Softwarepiraterie verursacht 839 Millionen Mark Schaden

17.06.1999

MÜNCHEN: Trauriger Rekord: Deutschland führt die europäische Schadensstatistik in bezug auf Softwarepiraterie an. Allein im vergangenen Jahr verursachte hier der Handel mit Raubkopien einen Umsatzverlust in Höhe von 839 Millionen Mark.Deutschland wird als führender IT-Markt in Europa in besonderem Maße durch Softwarepiraterie geschädigt. Die Verlustbilanz für 1998 liegt mit 839 Millionen Mark. Laut einer Untersuchung der Industrieverbände Business-Software-Alliance (BSA) und Software & Information Industry Association (SIIA) ist der Handel mit Raubkopien in Deutschland zwar rückläufig - er sank 1998 im Vergleich zum Vorjahr um fünf Prozent-, dennoch liegt die Raubkopienrate noch bei 28 Prozent. Im Durchschnitt sind in Westeuropa 36 Prozent der eingesetzten Software illegal.

92 Prozent Raubkopien in Russland

In der weltweiten Statistik liegt Deutschland an vierter Stelle hinter den USA, China und Japan, gefolgt von Großbritannien und Frankreich.
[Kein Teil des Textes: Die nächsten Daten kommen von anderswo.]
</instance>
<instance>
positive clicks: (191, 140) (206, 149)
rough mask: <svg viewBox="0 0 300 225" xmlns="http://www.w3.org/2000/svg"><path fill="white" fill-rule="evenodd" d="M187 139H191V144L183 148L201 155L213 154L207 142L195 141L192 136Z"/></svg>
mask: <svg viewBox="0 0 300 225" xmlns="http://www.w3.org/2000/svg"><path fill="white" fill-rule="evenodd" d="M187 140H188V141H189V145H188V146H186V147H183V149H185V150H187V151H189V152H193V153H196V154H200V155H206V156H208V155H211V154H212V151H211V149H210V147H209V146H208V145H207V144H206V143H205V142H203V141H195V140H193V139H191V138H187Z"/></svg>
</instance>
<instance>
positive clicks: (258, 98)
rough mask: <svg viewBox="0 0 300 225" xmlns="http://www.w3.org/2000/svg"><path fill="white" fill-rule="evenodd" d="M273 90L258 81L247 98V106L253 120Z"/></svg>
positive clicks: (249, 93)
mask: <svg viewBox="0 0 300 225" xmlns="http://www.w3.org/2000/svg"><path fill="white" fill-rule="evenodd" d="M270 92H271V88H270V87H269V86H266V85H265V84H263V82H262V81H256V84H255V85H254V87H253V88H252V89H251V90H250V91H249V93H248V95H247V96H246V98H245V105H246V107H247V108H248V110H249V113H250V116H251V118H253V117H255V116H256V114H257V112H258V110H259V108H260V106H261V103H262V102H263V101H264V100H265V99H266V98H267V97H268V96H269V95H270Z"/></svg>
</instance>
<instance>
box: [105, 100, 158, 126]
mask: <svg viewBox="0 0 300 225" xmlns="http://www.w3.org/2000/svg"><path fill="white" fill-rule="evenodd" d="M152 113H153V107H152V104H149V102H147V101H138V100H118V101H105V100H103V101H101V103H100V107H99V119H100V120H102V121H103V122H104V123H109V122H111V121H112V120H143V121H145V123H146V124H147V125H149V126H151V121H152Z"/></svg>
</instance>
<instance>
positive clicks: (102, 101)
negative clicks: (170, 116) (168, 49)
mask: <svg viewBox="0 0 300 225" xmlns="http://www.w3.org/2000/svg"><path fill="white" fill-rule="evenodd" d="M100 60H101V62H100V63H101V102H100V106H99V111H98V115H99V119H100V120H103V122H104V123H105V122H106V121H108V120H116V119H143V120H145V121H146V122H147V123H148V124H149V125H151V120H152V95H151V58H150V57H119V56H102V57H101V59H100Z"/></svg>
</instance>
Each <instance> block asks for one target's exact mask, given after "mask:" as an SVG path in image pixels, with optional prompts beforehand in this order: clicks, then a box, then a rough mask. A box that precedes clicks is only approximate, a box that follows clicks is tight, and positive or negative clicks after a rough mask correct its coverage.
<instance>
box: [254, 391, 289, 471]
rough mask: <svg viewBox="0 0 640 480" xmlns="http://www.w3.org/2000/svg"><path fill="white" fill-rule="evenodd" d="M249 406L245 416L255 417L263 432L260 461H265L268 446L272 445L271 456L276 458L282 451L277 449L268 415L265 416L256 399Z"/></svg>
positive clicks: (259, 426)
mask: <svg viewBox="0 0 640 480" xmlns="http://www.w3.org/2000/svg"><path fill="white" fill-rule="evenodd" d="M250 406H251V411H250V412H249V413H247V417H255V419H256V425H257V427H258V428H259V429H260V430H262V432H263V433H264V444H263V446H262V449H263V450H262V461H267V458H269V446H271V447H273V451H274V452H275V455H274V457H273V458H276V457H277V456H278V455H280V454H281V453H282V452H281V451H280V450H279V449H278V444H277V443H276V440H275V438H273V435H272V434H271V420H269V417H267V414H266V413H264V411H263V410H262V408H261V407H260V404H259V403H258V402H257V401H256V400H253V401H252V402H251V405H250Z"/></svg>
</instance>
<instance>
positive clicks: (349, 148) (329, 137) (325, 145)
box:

Die Region mit der höchsten Raubkopienrate weltweit war 1998 Osteuropa mit einem Anteil von 76 Prozent.

In den USA sank die Raubkopienrate im vergangenen Jahr von 27 auf 25 Prozent. Kanada mußte einen Zuwachs von einem Prozent hinnehmen, die Rate beträgt derzeit 40 Prozent. Beide Länder zusammen verursachten 1998 einen Verlust von 3,2 Milliarden Dollar. Aufgrund der wirtschaftlichen Probleme entstand in der Region Asien/Pazifik mit rund drei Milliarden Dollar der zweithöchste Schaden weltweit.

Weltweit beläuft sich der direkte Umsatzausfall nach Aussage der Verbände auf etwa elf Milliarden Dollar. Die Zahl der neuinstallierten Raubkopien stieg 1998 demnach um 2,5 Millionen auf 231 Millionen Stück.

Bei einer Umfrage von ComputerPartner zeigten sich die meisten Fachhändler von dem hohen Anteil an Raubkopien überrascht, sparten aber auch nicht mit Kritik an den Herstellern: "Manchmal hat man den Eindruck, daß einige den Handel mit Raubkopien tolerieren, um eine entsprechende Verbreitung der Produkte zu gewährleisten", kommentierte ein Fachhändler die Entwicklung. Wie die meisten würde er sich mehr Unterstützung vom Hersteller erwarten. "Es bleibt doch meist an uns hängen, den Kunden entsprechend aufzuklären."

Günstige Preise verlocken

Der Großteil der Fachhändler glaubt demzufolge auch, daß die meisten Raubkopien aus Unwissenheit gekauft werden, die Anwender sich vom günstigen Preis verleiten lassen. Problematisch sei dabei nicht der große Mittelstand, sondern der "kleinere Anwender", meint Angelika Weis, Inhaberin eines Systemhauses in Germering: "Hier ist die Aufklärung noch mangelhaft. Für diese Klientel ist es deshalb wirklich schwierig, Raubkopien zu erkennen." Und die Geschwindigkeit, in der neue Produkte auf den Markt kommen, tue ein übriges: "Früher konnte man Produkte noch anhand der Nummern identifizieren. Doch bei der Vielzahl an neuen Produkten und Nummern blickt keiner mehr durch."

Microsoft, dessen Produkte zu den "Favoriten" der Softwarepiraten zählen, versucht seit der Nivellierung des deutschen Urheberrechtsgesetzes im Juni 1993, verstärkt professionellen Raubkopierern und illegalen Softwarehändlern das Handwerk zu legen. Von Juli 1997 bis Oktober 1998 erwirkte der Hersteller - vor allem dank zahlreicher Händlerhinweise - insgesamt 60 Straf- und Zivilverfahren gegen Softwarepiraten. Dennoch haben viele Fachhändler, die Raubkopien erkennen, oft noch Hemmungen, die entsprechenden Hersteller zu informieren: "Solange ich selber mit einer Klage rechnen muß, würde ich mir das auch genau überlegen", meint einer der Befragten. Denn auch Microsoft schließt nicht aus, daß Händler und Endanwender mit rechtlichen Konsequenzen zu rechnen haben. Zumindest wer sich weigert, die Raubkopien nachzulizenzieren, steht bald vor dem Kadi. (mf)

Microsoft-Produkte sind die eindeutigen Favoriten der Softwarepiraten.